The fascination of the so-called ‘Pioneer anomaly’ is that it offers the possibility of new physics, an apparently constant acceleration on the Pioneer 10 and 11 probes with a value of (8.74 ± 1.33) × 10−10 m/s2 being something that we can’t easily explain. Equally useful is the chance the Pioneer anomaly gives us to validate current physical models by figuring out how we might explain this acceleration through hitherto unsuspected processes, perhaps aboard the spacecraft itself. Either way you look at it, the Pioneer anomaly has deserved the attention it has received, and now a new paper emerges to take a crack at resolving the issue once and for all.
Frederico Francisco (Instituto Superior Técnico, Lisbon) and colleagues have revisited the question of whether heat that is emitted and reflected aboard the spacecraft could account for the anomalous acceleration. Francisco’s team had accounted for between 33% and 67% of the acceleration in a thermal model they developed in 2008. The new paper builds on this earlier work, with a methodology based on a distribution of point-like radiation sources that can model the thermal radiation emissions of the spacecraft. The authors then deploy a method called ‘Phong Shading’ that is commonly used to render the illumination of surfaces in 3D computer graphics. This allows them to study how heat effects can be reflected off the various parts of the spacecraft.
Image: An artist’s rendition of one of the Pioneer probes. Credit: NASA.
I referred to the acceleration as ‘apparently constant’ above, but the authors take pains to note that we haven’t fully characterized the acceleration. In fact, one analysis of the flight data shows that, given the data we have, both a constant acceleration and one with a linear decay of a period greater than fifty years are compatible with the data. This comes into play as the team tests for the constancy of the acceleration, as discussed in the paper:
… a so-called “jerk term” is found to be consistent with the expected temporal variation of a recoil force due to heat generated on board… This is essential if the hypothesis of a thermal origin for the Pioneer anomaly is to be considered, as such [a] source would inevitably lead to a decay with at least the same rate as the power available onboard. Possible causes for an enhanced decay include e.g. degradation of thermocouples, stepwise shutdown of some systems and instruments, etc.

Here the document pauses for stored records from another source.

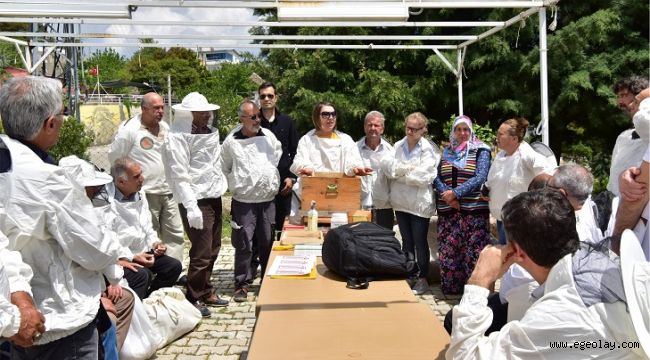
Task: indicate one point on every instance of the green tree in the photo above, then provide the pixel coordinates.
(595, 44)
(227, 87)
(152, 65)
(110, 64)
(74, 139)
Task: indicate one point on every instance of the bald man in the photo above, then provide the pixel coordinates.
(141, 138)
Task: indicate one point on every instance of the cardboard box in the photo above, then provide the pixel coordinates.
(377, 331)
(293, 237)
(333, 192)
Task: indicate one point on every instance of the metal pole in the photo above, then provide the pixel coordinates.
(169, 96)
(543, 77)
(459, 79)
(75, 60)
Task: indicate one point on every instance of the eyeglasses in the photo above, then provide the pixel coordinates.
(252, 117)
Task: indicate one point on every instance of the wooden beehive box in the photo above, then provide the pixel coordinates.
(333, 192)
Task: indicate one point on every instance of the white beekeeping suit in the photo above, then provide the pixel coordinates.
(14, 276)
(51, 222)
(250, 165)
(193, 167)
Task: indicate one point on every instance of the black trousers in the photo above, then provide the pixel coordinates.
(499, 315)
(163, 273)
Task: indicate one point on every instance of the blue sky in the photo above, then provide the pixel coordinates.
(174, 14)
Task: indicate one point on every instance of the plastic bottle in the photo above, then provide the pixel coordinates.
(338, 219)
(312, 217)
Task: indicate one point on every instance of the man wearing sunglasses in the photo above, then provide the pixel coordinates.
(284, 129)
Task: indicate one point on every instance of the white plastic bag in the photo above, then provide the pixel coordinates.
(141, 341)
(171, 315)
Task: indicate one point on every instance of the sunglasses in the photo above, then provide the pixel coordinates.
(408, 128)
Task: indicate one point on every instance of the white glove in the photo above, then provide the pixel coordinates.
(402, 170)
(195, 217)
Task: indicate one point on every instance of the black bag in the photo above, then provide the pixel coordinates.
(363, 251)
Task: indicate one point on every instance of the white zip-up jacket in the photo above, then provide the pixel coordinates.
(411, 184)
(14, 276)
(594, 330)
(193, 166)
(51, 222)
(375, 188)
(510, 175)
(250, 165)
(135, 141)
(327, 155)
(131, 223)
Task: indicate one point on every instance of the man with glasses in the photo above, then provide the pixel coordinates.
(47, 218)
(141, 138)
(284, 129)
(249, 160)
(192, 156)
(375, 188)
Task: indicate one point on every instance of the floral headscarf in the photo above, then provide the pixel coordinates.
(456, 153)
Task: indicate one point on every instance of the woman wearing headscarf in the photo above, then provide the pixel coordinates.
(463, 217)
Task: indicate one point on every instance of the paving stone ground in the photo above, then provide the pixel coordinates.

With this in mind, the authors go to work looking at thermal radiation and the force it can bring to bear on a surface, using Phong Shading to model the reflection of this radiation off the various other surfaces of the Pioneer probes. Radiation facing outwards, for example, radiates directly into space with an effect that cancels out. But radiation emitted toward the center of the spacecraft is reflected by the high-gain antenna and the main equipment compartment. The trick is to weigh these effects in terms of the acceleration. The method gives “a simple and straightforward way of modeling the various components of reflection…,” according to the paper, and one that accounts for the effect of thermal radiation on different parts of the spacecraft.
The result: The Phong shading method confirms earlier work suggesting that the Pioneer anomaly results from heat effects aboard the spacecraft. It also offers a method with which to study similar effects aboard other spacecraft. The authors explain:
…the acceleration arising from thermal radiation effects has a similar order of magnitude to the constant anomalous acceleration reported [in a study of the anomaly published in 2002]. We believe that the chosen approach is most adequate for the study of this particular problem, taking into account all its specific characteristics. Moreover, this Phong shading method is well suited for future studies of radiation momentum transfer in other spacecraft.
And the paper concludes:
With the results presented here it becomes increasingly apparent that, unless new data arises, the puzzle of the anomalous acceleration of the Pioneer probes can finally be put to rest.
This is a useful result, and one that will now be scrutinized by the wider community. If its conclusions are accepted, we will have made a step forward in identifying an effect that may need to be taken into account in future spacecraft operations. Just as important, we’ll have been able to rule out a line of investigation that seemed to open a door into new physics, meaning that the analysis of the Pioneer Anomaly, now more than a decade old, has born fruit. This is exactly what good science should do, and while we might hope for breakthroughs into new theories, anomalies like these are just as valid as ways of testing and verifying accepted physical laws.
The paper is Francisco et al., “Modelling the reflective thermal contribution to the acceleration of the Pioneer spacecraft” (preprint).